# Einfache Wochenzeitschaltuhr im WinCC?



## vision1001 (21 März 2008)

Hallo erstmal...

..ich hab ja hier schon nach Schaltuhr gesucht und das geht mir hier alles viel zu weit.

Ich selbst hab von WinCC so ziemlich null Ahnung und will mich da gar nicht sonderlich rein vertiefen... kennt vielleicht irgendwer eine Lösung für folgendes Problem:

Vohanden: Anlagenvisualisierung mit WinCC, darin zwei Schaltflächen Gesamtanlage EIN und AUS.
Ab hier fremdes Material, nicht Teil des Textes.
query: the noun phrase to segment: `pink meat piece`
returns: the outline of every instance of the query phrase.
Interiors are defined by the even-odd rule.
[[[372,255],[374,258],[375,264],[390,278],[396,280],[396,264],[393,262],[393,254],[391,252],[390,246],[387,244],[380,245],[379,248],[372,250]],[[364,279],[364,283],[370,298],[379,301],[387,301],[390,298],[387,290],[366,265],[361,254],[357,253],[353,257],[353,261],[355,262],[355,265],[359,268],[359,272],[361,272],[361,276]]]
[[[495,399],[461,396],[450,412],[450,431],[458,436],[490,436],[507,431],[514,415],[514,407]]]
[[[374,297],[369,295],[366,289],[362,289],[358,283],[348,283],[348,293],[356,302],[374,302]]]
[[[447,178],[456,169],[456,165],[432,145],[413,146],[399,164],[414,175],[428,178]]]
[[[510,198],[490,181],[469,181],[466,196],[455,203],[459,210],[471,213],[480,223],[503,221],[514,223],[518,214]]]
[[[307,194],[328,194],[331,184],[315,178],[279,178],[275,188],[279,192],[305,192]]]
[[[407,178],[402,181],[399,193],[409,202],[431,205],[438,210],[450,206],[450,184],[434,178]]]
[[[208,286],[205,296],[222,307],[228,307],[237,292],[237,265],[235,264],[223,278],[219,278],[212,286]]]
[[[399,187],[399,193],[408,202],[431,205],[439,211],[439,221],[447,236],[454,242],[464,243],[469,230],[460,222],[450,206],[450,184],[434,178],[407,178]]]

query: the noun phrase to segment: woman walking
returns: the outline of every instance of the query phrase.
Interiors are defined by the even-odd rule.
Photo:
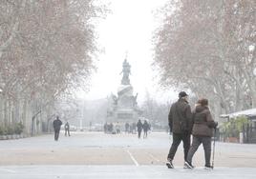
[[[213,129],[218,126],[218,123],[214,122],[211,116],[211,112],[208,108],[208,100],[201,99],[198,102],[198,106],[193,113],[193,142],[188,150],[185,168],[193,169],[192,158],[197,151],[199,146],[203,144],[204,150],[205,169],[212,169],[210,165],[211,158],[211,137],[213,134]]]

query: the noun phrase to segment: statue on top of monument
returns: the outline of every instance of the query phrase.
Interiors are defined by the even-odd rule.
[[[124,59],[122,63],[122,79],[121,79],[121,84],[122,85],[130,85],[130,79],[129,75],[131,74],[131,65],[127,62],[126,58]]]

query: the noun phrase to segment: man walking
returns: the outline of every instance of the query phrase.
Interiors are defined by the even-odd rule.
[[[67,136],[67,133],[68,133],[69,136],[71,136],[71,134],[70,134],[70,124],[69,124],[68,121],[65,124],[64,129],[65,129],[65,136]]]
[[[142,127],[143,127],[143,125],[142,125],[140,119],[139,119],[139,122],[137,123],[137,129],[138,129],[138,137],[139,137],[139,139],[140,139]]]
[[[58,140],[59,136],[59,130],[60,127],[62,125],[62,122],[59,120],[59,117],[57,116],[56,119],[53,121],[53,129],[54,129],[54,140]]]
[[[179,93],[179,100],[171,106],[168,115],[170,131],[173,132],[173,143],[170,148],[166,166],[173,169],[173,159],[181,142],[183,143],[184,161],[190,147],[190,134],[192,129],[192,113],[188,104],[188,95],[181,91]]]

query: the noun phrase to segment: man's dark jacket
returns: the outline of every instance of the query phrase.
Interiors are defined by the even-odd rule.
[[[180,98],[170,109],[168,115],[170,130],[173,133],[191,133],[191,108],[185,99]]]

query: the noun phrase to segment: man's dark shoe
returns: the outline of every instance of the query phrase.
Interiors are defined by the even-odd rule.
[[[184,169],[194,169],[194,168],[195,168],[195,167],[192,166],[191,163],[189,163],[189,162],[185,162],[185,163],[184,163]]]
[[[167,159],[166,166],[168,169],[174,169],[172,160]]]
[[[204,166],[204,169],[213,169],[212,166]]]

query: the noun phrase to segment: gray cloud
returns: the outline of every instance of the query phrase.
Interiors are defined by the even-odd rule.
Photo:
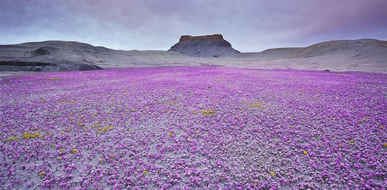
[[[340,39],[387,39],[387,1],[2,0],[0,44],[78,41],[166,50],[180,35],[221,33],[260,51]]]

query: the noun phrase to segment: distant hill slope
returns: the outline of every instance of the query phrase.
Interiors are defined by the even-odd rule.
[[[182,36],[169,51],[182,53],[192,57],[217,57],[241,54],[221,34],[191,36]]]
[[[0,70],[17,71],[22,68],[20,67],[50,63],[51,67],[41,66],[37,70],[98,68],[88,65],[107,68],[215,64],[263,69],[387,72],[387,41],[377,39],[329,41],[304,48],[236,53],[199,58],[172,51],[116,50],[77,42],[46,41],[0,45]],[[15,65],[10,65],[12,64]],[[37,68],[26,68],[31,71]]]

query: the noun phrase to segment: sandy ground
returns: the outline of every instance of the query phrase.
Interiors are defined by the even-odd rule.
[[[0,48],[2,61],[71,61],[95,64],[104,69],[218,65],[264,69],[387,72],[387,41],[373,39],[330,41],[305,48],[276,48],[209,58],[192,57],[165,51],[116,50],[62,41],[0,45]],[[37,54],[36,50],[42,48],[46,53]],[[1,75],[15,74],[21,73],[0,71]]]

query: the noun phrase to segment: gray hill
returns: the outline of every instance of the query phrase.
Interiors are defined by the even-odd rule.
[[[328,41],[307,47],[201,58],[171,51],[116,50],[77,42],[46,41],[0,45],[0,71],[2,71],[0,74],[3,74],[12,71],[204,65],[387,72],[387,41],[374,39]]]
[[[230,43],[223,39],[221,34],[198,36],[182,36],[179,42],[168,51],[201,58],[241,54],[234,49]]]

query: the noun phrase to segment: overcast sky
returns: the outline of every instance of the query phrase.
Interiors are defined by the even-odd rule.
[[[181,35],[213,34],[244,52],[385,40],[387,0],[0,0],[0,44],[55,40],[166,50]]]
Nun möchte ich einfach ein Fenster in dem ich eine Zeit für EIN eingeben kann und eine Zeit für AUS. Dazu noch 7 häkchenfelder für den Wochentag. Haken gesetzt = Zeitschaltuhr aktiv, haken nicht gesetzt eben nicht...

Als Zeitbasis reicht mir die PC (Server) Zeit der WinCC Runtime völlig aus.


Ist das wirklich sooo schwer, dass ich dazu keine Lösung finde, oder zu einfach?


----------



## marlob (21 März 2008)

Falls du dich nicht in WinCC vertiefen willst, dann programmiere die Zeitschaltuhr doch in deiner SPS und übergebe nur die Start und Stopzeiten von WinCC zur SPS.
Falls du eine S7 benutzt, dann gibt es hier im Forum schon ein paar Beispiele für eine Zeitschaltuhr


----------



## vision1001 (21 März 2008)

Problem:

es wären 16 SPSen  außerdem sollen die eh übers WinCC konfigurierbar sein... also Aktivierung pro Tag und zwei Zeiten für An und Aus... ich will ja nicht mal unterschiedliche Zeiten oder gar ein Jahresprogramm haben...

Und die Buttons EIN & AUS gibts ja im WinCC schon... also ich würd mich schon gern soweit einarbeiten... 

Bissi mit dem Grafik Designer und AlarmLogging hab ich ja schon gemacht.

Ist sowas denn sooooo aufwendig?

Ich mein ne Uhr gibts ja im WinCC, Buttons mit Häkchen drin doch wohl auch...


----------



## Ralle (21 März 2008)

Nicht das ich dir nun so groß weiterhelfen kann, da ich mich auch erst in das Problem der Zeitschaltuhr usw. reinwurschteln müßte, aber folgender Ansatz hilft evtl. weiter. Ich denke, du mußt das ganze mit einem VBA-Script lösen (C-Script geht natürlich auch). Leider ist WinCC mit Zeiten absolut überfordert, so daß du zuerst mal überlegen solltest, in welchem Format du die Zeiten auf der Oberfläche anzeigen und editieren willst, String oder jeweils einzelne Int für Std. Min. und Sek. erscheinen mir da am sinnvollsten. Das Script sollte global laufen, mit einem Timerereignis von 1 Sekunde oder auch 10 Sekunden, je nachdem, wie genau es sein soll. Im Script würde ich die aktuelle Systemzeit mit der jeweils eingegebenen Start- und Endzeit vergleichen, dazu noch den Wochentag auswerten und je Zeitschaltuhr eine Variable setzen.


----------



## funkdoc (21 März 2008)

ich weiss wir sind hier hmi forum, aber so sachen wie zeitschaltuhr etc würde ich in der sps umsetzen.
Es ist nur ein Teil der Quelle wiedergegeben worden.